Python is being used to provide real-time environmental monitoring on the Melbourne Metro Tunnel project. Come along to see how open source Python tools from the web, IoT, cloud infrastructure and scientific domains are being used together to monitor environmental telemetry on a city-wide scale.
The Melbourne Metro Tunnel is an $11 billion project, building twin nine-kilometre rail tunnels directly underneath the city’s central business district, along with five new underground stations along the route.
Construction of the new tunnel is being performed across seven major construction sites in Melbourne’s CBD, all of which are placed in highly sensitive locations. Accordingly, the project has extremely strict environmental performance requirements. These include the straightforward (don’t be noisy around this apartment block), the complex (don’t vibrate this electron microscope at these very particular frequencies), and the potentially life-critical (don’t throw this radiotherapy machine out of alignment).
In 2018 a small engineering team was put together to build a real-time environmental monitoring platform. The platform needed to:
- Retrieve telemetry data from any environmental sensor being used on the project
- Securely store that data in a fully auditable format
- Track performance against 20+ separate environmental requirements
- Send out alerts to stakeholders and site managers if a requirement was breached
- Provide formal workflows and issue tracking for breaches
The platform was built from scratch, with a total development time of less than one year. In this talk, Evan Brumley, the project’s lead developer, will walk through the design of the system and show how Python’s broad ecosystem of scientific, web, IoT and cloud infrastructure tools made such an ambitious project possible.

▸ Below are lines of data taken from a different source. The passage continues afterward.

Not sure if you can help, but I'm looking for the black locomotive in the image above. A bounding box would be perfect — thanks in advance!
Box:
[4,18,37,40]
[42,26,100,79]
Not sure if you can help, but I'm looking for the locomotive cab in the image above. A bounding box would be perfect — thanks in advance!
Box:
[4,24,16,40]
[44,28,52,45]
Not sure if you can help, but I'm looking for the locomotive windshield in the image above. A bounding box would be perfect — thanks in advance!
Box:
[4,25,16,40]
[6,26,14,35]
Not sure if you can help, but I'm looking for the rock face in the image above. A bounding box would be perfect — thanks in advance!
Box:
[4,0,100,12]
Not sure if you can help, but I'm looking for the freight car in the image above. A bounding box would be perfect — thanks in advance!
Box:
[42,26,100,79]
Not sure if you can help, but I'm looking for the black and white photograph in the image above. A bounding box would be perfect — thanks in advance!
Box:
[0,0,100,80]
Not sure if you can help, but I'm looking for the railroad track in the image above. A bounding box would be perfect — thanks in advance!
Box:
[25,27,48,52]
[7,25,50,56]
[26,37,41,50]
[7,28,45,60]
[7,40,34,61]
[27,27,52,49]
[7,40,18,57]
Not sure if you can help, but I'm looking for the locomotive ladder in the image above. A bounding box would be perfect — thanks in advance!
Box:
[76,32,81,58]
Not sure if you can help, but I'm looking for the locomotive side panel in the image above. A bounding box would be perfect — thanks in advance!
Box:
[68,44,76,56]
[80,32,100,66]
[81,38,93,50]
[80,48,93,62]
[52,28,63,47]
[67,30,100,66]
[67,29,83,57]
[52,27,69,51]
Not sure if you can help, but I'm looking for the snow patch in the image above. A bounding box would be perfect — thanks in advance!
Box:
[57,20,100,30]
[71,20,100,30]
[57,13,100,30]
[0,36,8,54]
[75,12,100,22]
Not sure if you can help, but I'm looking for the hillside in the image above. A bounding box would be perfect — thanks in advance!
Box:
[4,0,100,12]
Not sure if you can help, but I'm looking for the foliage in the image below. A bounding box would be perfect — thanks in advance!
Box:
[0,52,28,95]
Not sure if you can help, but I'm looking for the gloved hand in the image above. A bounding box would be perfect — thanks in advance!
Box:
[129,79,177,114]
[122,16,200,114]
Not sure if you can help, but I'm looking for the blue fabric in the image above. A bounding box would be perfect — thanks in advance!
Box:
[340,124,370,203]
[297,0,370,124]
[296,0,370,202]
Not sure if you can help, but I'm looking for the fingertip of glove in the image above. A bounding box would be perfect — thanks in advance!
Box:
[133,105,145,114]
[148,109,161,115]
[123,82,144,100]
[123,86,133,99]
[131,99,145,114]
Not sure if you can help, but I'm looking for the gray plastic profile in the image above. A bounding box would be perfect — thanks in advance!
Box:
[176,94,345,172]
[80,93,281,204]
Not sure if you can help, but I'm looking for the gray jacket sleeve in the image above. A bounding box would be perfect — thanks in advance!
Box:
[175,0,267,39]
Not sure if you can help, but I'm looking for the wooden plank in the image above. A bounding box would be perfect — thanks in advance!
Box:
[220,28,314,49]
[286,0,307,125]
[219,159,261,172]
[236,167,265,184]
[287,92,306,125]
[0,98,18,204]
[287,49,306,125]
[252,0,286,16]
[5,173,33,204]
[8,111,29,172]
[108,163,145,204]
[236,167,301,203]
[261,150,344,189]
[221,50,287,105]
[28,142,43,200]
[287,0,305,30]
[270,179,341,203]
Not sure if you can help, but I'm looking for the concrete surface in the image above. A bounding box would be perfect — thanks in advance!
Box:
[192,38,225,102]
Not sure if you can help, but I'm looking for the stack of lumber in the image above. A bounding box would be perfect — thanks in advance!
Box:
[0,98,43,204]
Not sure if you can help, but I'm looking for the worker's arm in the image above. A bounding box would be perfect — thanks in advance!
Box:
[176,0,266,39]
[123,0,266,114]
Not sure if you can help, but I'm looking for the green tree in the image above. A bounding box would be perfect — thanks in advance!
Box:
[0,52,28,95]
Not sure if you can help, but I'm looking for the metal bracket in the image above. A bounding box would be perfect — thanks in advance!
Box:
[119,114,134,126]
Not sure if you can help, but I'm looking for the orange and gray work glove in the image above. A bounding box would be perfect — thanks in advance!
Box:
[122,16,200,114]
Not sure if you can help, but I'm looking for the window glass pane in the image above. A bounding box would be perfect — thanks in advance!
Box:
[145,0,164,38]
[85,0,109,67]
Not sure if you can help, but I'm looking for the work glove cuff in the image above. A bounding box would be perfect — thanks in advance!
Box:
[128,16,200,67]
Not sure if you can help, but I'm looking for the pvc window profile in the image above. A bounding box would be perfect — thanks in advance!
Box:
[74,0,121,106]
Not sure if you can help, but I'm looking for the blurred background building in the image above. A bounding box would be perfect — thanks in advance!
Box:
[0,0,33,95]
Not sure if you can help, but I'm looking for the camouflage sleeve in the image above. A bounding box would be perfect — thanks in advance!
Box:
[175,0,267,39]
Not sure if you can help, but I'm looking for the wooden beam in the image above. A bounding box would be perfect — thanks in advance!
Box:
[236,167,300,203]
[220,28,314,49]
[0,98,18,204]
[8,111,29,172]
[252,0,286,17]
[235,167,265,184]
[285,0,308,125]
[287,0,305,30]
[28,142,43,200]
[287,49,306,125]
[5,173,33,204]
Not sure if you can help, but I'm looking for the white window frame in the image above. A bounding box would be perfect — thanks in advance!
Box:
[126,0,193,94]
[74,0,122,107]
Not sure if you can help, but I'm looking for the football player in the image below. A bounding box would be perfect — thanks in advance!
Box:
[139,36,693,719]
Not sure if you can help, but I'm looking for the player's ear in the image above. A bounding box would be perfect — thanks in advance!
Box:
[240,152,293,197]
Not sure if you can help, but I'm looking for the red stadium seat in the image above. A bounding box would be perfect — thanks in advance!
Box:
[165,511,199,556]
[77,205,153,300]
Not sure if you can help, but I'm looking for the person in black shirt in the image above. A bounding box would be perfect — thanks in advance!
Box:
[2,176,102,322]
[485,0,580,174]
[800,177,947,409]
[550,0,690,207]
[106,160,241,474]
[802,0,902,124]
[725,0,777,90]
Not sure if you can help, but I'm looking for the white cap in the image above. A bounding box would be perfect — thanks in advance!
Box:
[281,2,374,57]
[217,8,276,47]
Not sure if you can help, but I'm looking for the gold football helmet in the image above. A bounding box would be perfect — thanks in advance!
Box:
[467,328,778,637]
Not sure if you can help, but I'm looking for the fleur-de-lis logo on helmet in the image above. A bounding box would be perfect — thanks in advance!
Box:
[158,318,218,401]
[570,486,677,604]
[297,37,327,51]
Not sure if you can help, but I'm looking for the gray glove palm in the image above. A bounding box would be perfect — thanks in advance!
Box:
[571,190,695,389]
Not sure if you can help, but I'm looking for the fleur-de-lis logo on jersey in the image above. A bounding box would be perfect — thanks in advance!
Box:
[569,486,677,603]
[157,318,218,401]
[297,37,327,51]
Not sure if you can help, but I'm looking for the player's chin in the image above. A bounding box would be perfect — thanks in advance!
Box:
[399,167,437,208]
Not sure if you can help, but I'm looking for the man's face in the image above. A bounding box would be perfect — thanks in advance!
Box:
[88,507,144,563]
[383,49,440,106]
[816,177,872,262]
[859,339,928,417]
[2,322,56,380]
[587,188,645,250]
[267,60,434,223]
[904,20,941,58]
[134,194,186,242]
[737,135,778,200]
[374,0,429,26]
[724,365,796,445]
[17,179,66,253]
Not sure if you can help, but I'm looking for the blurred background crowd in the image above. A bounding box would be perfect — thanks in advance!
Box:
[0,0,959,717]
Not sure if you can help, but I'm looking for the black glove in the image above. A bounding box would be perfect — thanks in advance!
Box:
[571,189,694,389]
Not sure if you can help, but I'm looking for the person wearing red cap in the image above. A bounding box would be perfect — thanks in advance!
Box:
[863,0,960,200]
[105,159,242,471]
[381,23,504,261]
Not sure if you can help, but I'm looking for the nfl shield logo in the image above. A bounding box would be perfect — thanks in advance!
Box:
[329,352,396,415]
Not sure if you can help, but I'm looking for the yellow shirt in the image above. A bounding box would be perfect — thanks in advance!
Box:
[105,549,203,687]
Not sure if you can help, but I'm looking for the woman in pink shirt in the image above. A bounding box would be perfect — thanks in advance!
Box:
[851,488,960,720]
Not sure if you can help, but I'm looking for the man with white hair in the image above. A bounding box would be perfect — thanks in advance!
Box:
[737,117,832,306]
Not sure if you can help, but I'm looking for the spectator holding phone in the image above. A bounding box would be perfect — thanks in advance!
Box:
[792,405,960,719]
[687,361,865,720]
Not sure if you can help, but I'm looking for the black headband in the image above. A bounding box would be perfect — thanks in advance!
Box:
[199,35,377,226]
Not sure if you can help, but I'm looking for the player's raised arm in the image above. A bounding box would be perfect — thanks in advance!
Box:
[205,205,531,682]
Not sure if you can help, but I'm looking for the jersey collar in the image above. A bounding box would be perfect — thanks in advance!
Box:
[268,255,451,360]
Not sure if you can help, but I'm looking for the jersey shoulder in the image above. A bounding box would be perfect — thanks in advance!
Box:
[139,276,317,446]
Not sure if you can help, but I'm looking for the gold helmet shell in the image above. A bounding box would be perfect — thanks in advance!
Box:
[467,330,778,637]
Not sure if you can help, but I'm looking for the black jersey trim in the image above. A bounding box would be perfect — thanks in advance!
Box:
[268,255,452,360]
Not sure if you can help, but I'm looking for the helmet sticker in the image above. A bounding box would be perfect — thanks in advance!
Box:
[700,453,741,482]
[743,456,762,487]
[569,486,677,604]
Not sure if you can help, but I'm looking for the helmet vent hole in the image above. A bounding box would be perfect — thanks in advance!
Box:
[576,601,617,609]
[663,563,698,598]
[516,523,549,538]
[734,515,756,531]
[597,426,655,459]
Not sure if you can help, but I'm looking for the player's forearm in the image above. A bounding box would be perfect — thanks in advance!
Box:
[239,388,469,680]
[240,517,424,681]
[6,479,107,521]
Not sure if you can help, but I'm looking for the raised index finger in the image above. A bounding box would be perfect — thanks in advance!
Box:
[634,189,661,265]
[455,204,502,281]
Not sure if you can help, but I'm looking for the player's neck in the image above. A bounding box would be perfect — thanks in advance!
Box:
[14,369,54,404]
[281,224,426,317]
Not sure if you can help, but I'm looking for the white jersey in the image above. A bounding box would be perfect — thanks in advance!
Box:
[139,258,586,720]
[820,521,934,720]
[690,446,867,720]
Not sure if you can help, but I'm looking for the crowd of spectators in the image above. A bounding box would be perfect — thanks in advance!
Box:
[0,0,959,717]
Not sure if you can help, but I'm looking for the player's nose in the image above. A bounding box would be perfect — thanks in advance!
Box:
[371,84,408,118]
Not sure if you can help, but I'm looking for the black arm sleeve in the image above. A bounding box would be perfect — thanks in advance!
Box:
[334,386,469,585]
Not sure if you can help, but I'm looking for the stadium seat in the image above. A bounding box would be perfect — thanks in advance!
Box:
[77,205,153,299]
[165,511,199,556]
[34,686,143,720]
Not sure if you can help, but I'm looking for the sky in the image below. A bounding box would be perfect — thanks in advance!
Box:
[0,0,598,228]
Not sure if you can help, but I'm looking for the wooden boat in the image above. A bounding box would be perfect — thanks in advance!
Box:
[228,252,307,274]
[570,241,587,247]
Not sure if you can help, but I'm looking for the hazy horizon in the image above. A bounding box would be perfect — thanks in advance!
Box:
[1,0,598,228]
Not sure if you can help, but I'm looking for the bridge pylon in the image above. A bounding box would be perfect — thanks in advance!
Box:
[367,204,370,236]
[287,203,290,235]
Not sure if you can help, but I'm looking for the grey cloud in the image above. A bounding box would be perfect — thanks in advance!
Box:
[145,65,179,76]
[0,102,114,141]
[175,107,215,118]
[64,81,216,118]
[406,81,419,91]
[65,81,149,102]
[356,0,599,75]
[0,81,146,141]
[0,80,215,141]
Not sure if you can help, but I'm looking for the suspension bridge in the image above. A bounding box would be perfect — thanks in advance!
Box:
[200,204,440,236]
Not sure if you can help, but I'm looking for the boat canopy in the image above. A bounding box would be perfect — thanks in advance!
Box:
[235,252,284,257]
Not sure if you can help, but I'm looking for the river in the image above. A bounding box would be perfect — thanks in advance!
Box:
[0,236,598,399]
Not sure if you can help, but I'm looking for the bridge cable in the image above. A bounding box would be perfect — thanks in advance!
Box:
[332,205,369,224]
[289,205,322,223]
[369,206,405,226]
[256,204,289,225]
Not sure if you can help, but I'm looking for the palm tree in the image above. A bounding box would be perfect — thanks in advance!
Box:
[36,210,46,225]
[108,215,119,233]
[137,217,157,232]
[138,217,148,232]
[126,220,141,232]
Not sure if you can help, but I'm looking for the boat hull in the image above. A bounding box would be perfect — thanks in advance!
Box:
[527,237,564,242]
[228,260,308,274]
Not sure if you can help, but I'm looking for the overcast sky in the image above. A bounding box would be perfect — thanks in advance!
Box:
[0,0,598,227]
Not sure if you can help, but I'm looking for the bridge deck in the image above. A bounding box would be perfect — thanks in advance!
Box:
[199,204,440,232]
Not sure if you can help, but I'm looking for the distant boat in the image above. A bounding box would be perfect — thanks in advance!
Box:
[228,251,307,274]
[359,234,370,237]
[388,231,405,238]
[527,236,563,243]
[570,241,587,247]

Watch 'Tunnel Snakes Rule! Bringing the many worlds of Python together to monitor Melbourne's biggest infrastructure project.' on PyCon AU's YouTube account
Evan Brumley
Evan is a senior developer and solutions architect at WSP Digital. He’s been a professional software engineer for over 11 years, predominantly working in web, IoT, and curly integration problems. He likes board games and listening to four hour Studio Ghibli cafe jazz remixes on YouTube.